Fokus Venty tertuju pada Melia. Ia menatap lurus kedua manik mata Melia. “Karena Fanny akan menikah, jadi kamar yang kamu tempati juga harus dikosongkan. Rumah ini nggak begitu luas, dan kamu tahu sendiri, barang-barang Fanny sangat banyak.”
“M-mah?” Fanny tak kuasa mengungkapkan rasa keberatannya atas perkataan Venty yang jelas sengaja melukai Melia.
Venty langsung melirik sang putri dengan tatapan penuh peringatan. “Fanny, masuk ke kamarmu. Mamah mau bicara empat mata dengan Melia.”
Fanny mendengkus. Dengan wajah jengkel, wanita berkulit kuning langsat itu pergi.
Senyap untuk beberapa saat dikarenakan Melia dan Venty melepas kepergian Fanny dalam diam. Namun setelah yakin Fanny pergi, Venty segera melangkah mendekati Melia.
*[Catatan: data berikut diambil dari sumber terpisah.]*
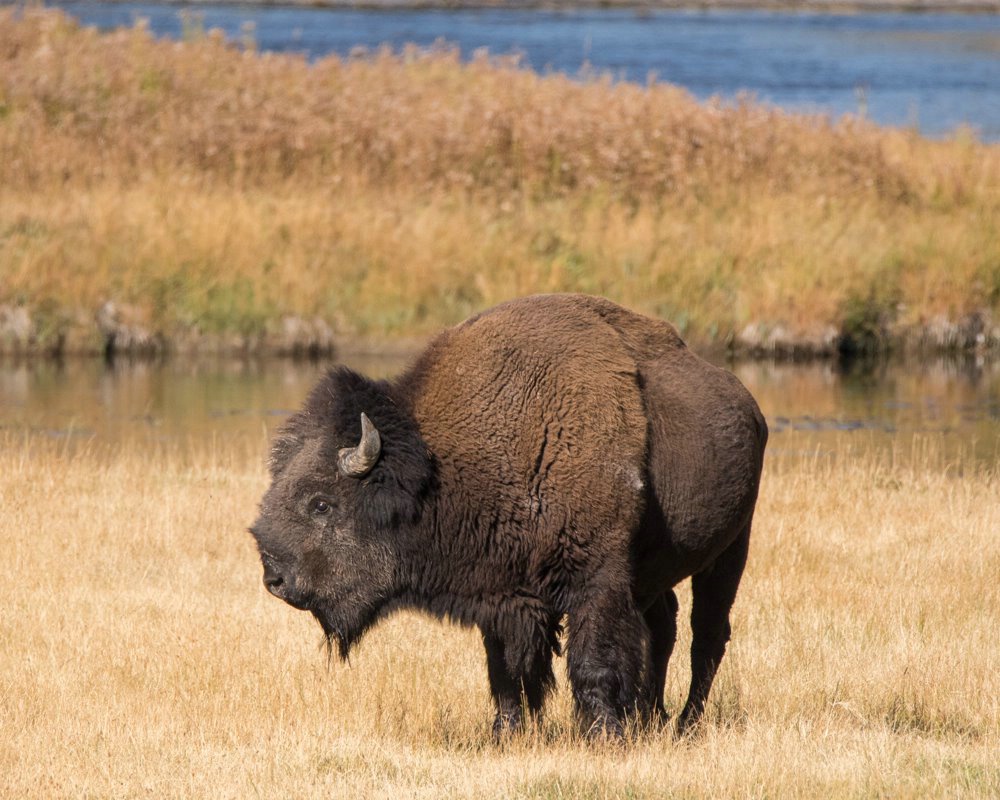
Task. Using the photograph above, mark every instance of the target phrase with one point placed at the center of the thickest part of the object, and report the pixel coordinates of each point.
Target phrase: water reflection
(808, 407)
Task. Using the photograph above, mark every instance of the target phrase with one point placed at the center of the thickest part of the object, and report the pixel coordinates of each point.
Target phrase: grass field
(209, 190)
(141, 657)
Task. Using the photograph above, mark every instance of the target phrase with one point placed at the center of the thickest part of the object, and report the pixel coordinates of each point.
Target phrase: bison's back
(559, 418)
(535, 415)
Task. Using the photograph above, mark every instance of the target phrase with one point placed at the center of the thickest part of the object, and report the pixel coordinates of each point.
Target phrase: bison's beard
(344, 630)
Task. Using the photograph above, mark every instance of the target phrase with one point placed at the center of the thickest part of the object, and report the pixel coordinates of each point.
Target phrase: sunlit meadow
(141, 656)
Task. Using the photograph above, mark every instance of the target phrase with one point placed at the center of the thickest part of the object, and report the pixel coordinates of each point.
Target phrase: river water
(811, 409)
(932, 72)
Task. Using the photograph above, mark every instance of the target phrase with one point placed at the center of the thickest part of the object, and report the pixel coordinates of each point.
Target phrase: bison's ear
(393, 489)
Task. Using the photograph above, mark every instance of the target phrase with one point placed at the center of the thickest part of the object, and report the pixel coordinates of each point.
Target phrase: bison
(555, 458)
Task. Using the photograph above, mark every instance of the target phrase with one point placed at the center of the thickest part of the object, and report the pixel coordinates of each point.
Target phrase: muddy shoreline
(114, 332)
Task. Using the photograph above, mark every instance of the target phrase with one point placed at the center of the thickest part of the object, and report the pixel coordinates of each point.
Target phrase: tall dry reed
(211, 188)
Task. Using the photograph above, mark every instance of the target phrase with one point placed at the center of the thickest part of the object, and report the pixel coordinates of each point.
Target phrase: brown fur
(554, 456)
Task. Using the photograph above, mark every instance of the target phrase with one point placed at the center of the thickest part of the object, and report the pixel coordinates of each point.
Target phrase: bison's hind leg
(608, 659)
(533, 683)
(661, 619)
(712, 594)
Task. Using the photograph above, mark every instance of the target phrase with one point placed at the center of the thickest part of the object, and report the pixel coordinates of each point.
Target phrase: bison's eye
(320, 507)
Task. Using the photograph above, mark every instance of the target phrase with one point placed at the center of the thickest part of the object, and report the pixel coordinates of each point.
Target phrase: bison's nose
(273, 579)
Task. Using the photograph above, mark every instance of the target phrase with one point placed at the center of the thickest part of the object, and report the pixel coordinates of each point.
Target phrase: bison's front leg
(508, 688)
(608, 659)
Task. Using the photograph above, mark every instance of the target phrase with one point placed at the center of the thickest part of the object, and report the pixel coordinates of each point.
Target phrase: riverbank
(809, 6)
(199, 197)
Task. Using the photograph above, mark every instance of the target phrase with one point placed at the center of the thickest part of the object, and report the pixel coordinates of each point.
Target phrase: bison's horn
(356, 462)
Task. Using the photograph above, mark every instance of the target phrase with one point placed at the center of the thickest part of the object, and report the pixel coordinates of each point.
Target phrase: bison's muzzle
(280, 581)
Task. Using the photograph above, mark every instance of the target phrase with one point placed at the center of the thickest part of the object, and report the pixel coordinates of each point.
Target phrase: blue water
(932, 72)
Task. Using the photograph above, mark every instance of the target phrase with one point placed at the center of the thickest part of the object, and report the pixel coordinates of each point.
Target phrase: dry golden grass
(140, 655)
(214, 189)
“Mel, hasil penjualan rumah peninggalan mamahmu sudah nggak ada sisanya, ya. Jangan tanya buat apa, kamu tahu sendiri, biaya hidup sekarang sangat mahal!”
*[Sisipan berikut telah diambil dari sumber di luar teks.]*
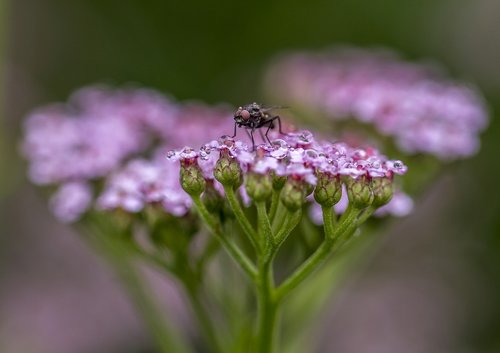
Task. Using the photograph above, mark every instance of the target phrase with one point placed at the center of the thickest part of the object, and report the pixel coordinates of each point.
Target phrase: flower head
(423, 112)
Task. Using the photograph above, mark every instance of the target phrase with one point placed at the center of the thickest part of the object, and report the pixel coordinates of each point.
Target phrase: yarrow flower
(422, 111)
(103, 133)
(297, 157)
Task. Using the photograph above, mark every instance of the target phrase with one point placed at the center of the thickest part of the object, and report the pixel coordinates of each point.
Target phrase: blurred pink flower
(423, 112)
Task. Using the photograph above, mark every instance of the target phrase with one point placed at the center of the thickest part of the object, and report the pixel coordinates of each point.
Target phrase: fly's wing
(274, 107)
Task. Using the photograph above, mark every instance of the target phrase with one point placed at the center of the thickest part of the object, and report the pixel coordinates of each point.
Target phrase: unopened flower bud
(191, 178)
(359, 193)
(212, 198)
(228, 171)
(328, 190)
(259, 186)
(293, 194)
(382, 191)
(278, 181)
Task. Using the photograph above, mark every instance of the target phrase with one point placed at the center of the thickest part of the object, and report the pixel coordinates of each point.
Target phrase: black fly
(252, 117)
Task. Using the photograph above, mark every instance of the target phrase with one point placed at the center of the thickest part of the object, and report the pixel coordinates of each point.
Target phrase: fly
(252, 117)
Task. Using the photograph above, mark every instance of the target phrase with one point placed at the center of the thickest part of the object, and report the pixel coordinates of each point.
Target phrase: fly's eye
(245, 114)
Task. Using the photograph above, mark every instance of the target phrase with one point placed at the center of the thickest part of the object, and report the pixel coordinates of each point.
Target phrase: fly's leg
(250, 135)
(279, 124)
(262, 136)
(234, 133)
(271, 125)
(253, 142)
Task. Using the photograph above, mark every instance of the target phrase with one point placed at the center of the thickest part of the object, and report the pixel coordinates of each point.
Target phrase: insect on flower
(253, 116)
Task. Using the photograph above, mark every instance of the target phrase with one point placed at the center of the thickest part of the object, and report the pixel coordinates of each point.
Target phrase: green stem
(292, 220)
(275, 200)
(366, 214)
(264, 227)
(268, 309)
(279, 218)
(240, 216)
(265, 284)
(346, 226)
(234, 251)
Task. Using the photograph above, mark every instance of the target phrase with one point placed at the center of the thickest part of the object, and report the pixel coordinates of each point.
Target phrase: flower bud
(212, 198)
(278, 181)
(382, 191)
(359, 192)
(191, 178)
(293, 194)
(228, 171)
(328, 190)
(259, 186)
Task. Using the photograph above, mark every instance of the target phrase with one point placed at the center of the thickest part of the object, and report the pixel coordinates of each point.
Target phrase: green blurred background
(434, 285)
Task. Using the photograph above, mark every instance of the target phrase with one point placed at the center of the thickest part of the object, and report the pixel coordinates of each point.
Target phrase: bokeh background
(432, 286)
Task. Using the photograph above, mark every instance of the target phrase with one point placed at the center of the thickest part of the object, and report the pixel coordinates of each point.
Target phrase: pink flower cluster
(300, 156)
(99, 131)
(423, 112)
(106, 148)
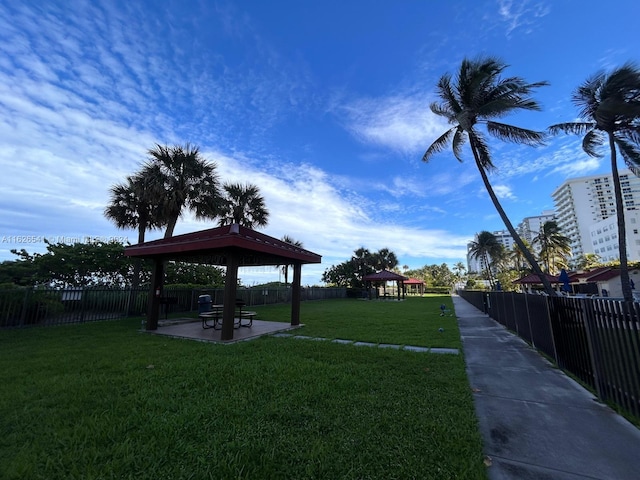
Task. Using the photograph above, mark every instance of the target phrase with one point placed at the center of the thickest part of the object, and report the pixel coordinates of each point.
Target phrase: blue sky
(324, 105)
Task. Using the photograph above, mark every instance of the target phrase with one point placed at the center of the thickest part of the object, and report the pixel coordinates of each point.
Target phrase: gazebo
(232, 246)
(385, 276)
(531, 279)
(417, 285)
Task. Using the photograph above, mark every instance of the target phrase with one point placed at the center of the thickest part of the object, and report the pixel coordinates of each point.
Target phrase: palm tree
(478, 95)
(518, 258)
(134, 204)
(188, 181)
(243, 205)
(486, 248)
(459, 269)
(554, 247)
(609, 107)
(285, 268)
“Bibi menjual rumah peninggalan mamah, tanpa memberitahu aku lebih dulu?” Melia mendadak sesak napas. “Apakah ini yang dinamakan keluarga?” lanjutnya
“Kalau Bibi nggak jual rumah itu, kamu mau hidup dari mana? Nggak usah ngelantur, deh!” Venty menatap sinis Melia. “Harusnya kamu bersyukur, Bibi masih mau mengurus dan menampung kamu!” cibirnya sambil memelotot kemudian mendengkus. “Mau jadi apa, kamu, kalau nggak Bibi urus? Jadi wanita liar, hamil di luar pernikahan?!” racaunya sembari berlalu meninggalkan Melia. “Huh ... dasar anak nggak tahu diuntung!”
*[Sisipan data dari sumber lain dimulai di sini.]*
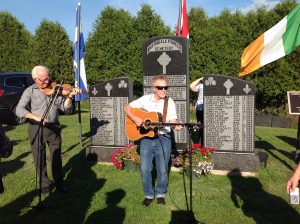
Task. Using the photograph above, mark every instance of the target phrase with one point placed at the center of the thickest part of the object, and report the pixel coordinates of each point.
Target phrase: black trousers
(199, 116)
(51, 137)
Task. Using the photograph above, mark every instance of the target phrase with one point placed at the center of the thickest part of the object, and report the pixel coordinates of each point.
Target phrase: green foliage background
(113, 48)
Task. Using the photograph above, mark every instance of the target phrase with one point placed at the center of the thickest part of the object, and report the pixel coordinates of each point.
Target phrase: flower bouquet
(129, 153)
(201, 160)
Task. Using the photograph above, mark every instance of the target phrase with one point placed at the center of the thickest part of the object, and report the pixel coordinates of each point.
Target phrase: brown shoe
(147, 202)
(161, 201)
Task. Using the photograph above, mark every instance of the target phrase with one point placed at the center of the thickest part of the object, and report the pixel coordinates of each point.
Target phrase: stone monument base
(236, 162)
(100, 153)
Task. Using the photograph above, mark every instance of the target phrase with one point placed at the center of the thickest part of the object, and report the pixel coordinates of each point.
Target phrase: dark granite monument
(229, 122)
(168, 55)
(107, 101)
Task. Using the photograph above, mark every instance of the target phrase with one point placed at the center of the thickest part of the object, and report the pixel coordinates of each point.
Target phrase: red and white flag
(182, 28)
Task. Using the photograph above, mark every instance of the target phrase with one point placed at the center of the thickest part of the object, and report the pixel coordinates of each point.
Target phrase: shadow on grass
(112, 213)
(289, 140)
(261, 144)
(84, 143)
(247, 194)
(70, 207)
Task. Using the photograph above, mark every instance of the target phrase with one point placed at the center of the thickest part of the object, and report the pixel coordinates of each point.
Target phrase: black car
(12, 86)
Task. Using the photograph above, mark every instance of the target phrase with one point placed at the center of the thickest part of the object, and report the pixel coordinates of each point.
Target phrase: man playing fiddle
(32, 106)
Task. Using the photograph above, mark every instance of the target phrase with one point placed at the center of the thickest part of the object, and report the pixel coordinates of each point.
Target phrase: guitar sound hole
(143, 130)
(147, 123)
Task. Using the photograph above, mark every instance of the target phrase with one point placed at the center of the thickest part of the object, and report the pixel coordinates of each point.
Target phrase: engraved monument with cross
(229, 122)
(107, 101)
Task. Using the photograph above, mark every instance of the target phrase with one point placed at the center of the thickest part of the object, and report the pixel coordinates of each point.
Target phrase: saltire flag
(80, 75)
(182, 28)
(275, 43)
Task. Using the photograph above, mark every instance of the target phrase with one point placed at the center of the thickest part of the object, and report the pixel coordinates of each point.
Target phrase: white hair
(37, 68)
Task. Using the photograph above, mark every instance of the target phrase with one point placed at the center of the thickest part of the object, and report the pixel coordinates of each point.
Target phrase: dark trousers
(51, 136)
(199, 116)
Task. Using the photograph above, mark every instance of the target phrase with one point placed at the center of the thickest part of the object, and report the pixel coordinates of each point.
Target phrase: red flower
(195, 146)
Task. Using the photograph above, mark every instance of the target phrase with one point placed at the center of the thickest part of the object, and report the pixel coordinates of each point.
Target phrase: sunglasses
(162, 87)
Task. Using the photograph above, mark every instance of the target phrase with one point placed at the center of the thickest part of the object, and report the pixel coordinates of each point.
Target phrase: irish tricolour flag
(275, 43)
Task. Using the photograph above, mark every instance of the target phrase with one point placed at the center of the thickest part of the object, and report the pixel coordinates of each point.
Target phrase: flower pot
(131, 166)
(194, 175)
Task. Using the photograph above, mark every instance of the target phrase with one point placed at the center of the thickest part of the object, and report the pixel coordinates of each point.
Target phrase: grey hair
(36, 69)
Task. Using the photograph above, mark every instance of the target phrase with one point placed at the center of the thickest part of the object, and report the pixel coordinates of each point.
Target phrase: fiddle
(63, 89)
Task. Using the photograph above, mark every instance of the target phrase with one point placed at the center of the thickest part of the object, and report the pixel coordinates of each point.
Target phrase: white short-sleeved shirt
(150, 104)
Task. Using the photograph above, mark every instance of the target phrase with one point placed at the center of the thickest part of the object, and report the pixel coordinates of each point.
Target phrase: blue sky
(31, 12)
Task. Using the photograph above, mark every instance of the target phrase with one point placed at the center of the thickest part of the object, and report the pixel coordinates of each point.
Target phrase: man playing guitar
(157, 147)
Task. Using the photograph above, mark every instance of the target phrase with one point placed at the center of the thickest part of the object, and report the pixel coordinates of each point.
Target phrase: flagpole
(78, 68)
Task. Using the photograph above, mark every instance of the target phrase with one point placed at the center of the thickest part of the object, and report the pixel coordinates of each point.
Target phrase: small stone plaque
(107, 102)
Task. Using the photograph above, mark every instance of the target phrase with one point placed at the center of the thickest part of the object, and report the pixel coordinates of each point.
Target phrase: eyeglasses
(43, 81)
(162, 87)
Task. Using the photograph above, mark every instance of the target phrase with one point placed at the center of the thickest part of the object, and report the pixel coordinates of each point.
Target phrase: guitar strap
(165, 109)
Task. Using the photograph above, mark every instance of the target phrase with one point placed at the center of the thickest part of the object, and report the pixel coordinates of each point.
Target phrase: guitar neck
(164, 124)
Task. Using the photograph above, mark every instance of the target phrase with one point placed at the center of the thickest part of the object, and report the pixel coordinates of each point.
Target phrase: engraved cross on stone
(164, 60)
(108, 88)
(247, 89)
(228, 84)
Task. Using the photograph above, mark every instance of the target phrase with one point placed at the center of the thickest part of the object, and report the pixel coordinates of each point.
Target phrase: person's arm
(128, 110)
(21, 109)
(194, 84)
(177, 127)
(293, 182)
(69, 99)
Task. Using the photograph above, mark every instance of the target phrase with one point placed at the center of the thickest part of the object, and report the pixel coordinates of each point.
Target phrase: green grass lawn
(102, 194)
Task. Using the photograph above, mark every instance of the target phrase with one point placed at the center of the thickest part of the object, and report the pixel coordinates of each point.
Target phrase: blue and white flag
(80, 75)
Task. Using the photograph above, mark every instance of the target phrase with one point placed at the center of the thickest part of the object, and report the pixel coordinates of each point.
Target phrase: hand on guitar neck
(141, 124)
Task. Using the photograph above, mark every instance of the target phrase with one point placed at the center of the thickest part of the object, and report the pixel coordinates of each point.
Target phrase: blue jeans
(160, 149)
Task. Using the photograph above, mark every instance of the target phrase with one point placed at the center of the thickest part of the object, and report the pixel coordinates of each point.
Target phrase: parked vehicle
(12, 86)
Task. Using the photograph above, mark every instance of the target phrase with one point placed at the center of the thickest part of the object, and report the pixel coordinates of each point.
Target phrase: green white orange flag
(275, 43)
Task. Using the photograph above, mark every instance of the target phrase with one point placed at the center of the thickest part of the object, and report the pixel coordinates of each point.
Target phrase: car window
(16, 82)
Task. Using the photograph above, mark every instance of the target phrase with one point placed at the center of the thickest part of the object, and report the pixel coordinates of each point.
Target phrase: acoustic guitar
(151, 123)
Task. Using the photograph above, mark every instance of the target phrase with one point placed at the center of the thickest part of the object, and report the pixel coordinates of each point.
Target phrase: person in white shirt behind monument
(197, 86)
Melia bergeming di tengah tubuhnya yang menjadi gemetaran. Dari matanya yang berkaca-kaca, butiran bening mengalir lirih. Sesak kembali menyumbat d**a wanita itu. Apa yang dilakukan istri dari adik mamanya memang sudah sangat keterlaluan. Namun Melia sadar, berurusan apalagi melawan Venty bak menangkap belut yang untuk sekadar dipegang saja sangat sulit.
“Ambil hikmahnya, Mel. Mungkin ini cara Tuhan memberimu jalan pergi dari sini,” batin Melia.
Melia menghela napas lirih, tapi ia tetap kepikiran rumah peninggalan almarhum mamanya, yang justru membuatnya makin sedih bahkan tersedu-sedu.
Ketika menoleh ke depan, Melia tidak sengaja melihat Fanny yang melangkah terjaga ke arahnya. Bahkan Fanny tetap celingukan kendati wanita itu sudah berada di hadapannya.